A total of 32,651 children with follow-up information available were included in the study.
Among all children, 17% had mothers who used antibiotics during their pregnancy. After adjusting for cofounders such as sex, maternal age, maternal smoking status, maternal BMI, maternal and paternal asthma and sociodemographic characteristics, the researchers determined that these children had higher odds of developing asthma (adjusted OR [aOR] = 1.14; 95% CI, 1.05-1.24) compared with children who did not.
In addition, compared with children who were not exposed to antibiotics during pregnancy, childhood asthma was associated with antibiotic exposure in the second and third trimester (aOR = 1.17; 95% CI, 1.06-1.28), but not exposure during the first trimester.

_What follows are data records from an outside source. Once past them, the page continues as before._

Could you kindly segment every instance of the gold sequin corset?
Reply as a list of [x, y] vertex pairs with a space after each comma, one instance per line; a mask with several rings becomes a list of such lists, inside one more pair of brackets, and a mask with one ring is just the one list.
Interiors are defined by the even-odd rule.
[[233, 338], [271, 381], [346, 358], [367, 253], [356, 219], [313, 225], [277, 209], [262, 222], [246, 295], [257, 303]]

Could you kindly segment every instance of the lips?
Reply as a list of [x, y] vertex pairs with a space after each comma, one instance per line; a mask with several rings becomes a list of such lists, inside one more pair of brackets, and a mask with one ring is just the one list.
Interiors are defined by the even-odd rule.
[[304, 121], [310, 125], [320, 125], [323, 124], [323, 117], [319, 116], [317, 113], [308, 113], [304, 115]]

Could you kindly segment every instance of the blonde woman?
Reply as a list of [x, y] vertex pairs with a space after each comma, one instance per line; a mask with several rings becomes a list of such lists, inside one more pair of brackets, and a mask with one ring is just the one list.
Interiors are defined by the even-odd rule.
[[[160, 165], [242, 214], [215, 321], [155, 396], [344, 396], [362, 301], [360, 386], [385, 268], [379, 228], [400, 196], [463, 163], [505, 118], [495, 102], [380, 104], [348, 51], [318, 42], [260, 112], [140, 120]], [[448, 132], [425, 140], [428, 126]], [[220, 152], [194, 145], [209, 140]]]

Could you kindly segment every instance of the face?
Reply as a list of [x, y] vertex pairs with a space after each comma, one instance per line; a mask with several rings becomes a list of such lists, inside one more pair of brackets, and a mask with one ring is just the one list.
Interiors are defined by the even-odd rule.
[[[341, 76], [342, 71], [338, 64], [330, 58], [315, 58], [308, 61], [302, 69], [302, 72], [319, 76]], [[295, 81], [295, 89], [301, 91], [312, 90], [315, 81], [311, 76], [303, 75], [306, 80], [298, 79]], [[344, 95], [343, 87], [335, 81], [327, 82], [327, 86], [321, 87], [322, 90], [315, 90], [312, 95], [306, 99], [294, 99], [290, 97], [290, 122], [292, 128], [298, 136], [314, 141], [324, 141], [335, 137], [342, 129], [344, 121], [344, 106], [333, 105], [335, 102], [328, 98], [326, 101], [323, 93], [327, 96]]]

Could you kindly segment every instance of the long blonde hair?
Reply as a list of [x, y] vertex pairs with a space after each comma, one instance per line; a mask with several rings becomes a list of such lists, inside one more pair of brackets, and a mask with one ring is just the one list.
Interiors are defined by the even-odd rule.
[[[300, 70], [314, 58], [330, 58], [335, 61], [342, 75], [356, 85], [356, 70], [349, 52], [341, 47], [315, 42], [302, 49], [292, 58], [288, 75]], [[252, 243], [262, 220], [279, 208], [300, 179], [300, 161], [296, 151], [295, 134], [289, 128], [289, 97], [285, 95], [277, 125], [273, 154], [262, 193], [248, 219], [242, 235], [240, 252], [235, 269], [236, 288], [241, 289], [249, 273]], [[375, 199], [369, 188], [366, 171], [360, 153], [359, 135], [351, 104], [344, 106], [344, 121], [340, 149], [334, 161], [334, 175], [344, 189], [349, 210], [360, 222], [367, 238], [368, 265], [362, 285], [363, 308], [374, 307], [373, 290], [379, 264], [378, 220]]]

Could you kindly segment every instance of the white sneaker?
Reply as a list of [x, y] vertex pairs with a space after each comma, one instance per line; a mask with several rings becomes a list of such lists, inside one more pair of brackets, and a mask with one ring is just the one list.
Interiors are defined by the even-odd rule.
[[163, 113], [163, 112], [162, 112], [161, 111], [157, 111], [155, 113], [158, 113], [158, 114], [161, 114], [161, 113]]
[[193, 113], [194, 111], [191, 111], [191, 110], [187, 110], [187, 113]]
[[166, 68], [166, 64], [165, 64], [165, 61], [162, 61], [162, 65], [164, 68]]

Uldbjerg and colleagues reported that the association between antibiotic use in pregnancy and childhood asthma was observed among those born vaginally (aOR = 1.17; 95% CI, 1.07-1.28), but not in children born via cesarean section (planned: OR = 0.95; 95% CI, 0.66-1.37; emergency: OR = 0.96; 95% CI, 0.73-1.28).
They found that, compared with children born vaginally who were not exposed to antibiotics in pregnancy, those who were exposed had greater odds of developing childhood asthma that required treatment in the year preceding the 11-year questionnaire (OR = 1.34; 95% CI, 1.21-1.49).
Uldbjerg and colleagues said that changes in the vaginal microbiome may be the root of the association between maternal antibiotic exposure and asthma, but they stressed that more research is needed to assess the underlying mechanisms of the association.
“The profligate use of antibiotics in pregnancy should be balanced against the increasing evidence on adverse long-term health outcomes in the offspring, as well as broader concerns regarding antimicrobial resistance,” they wrote.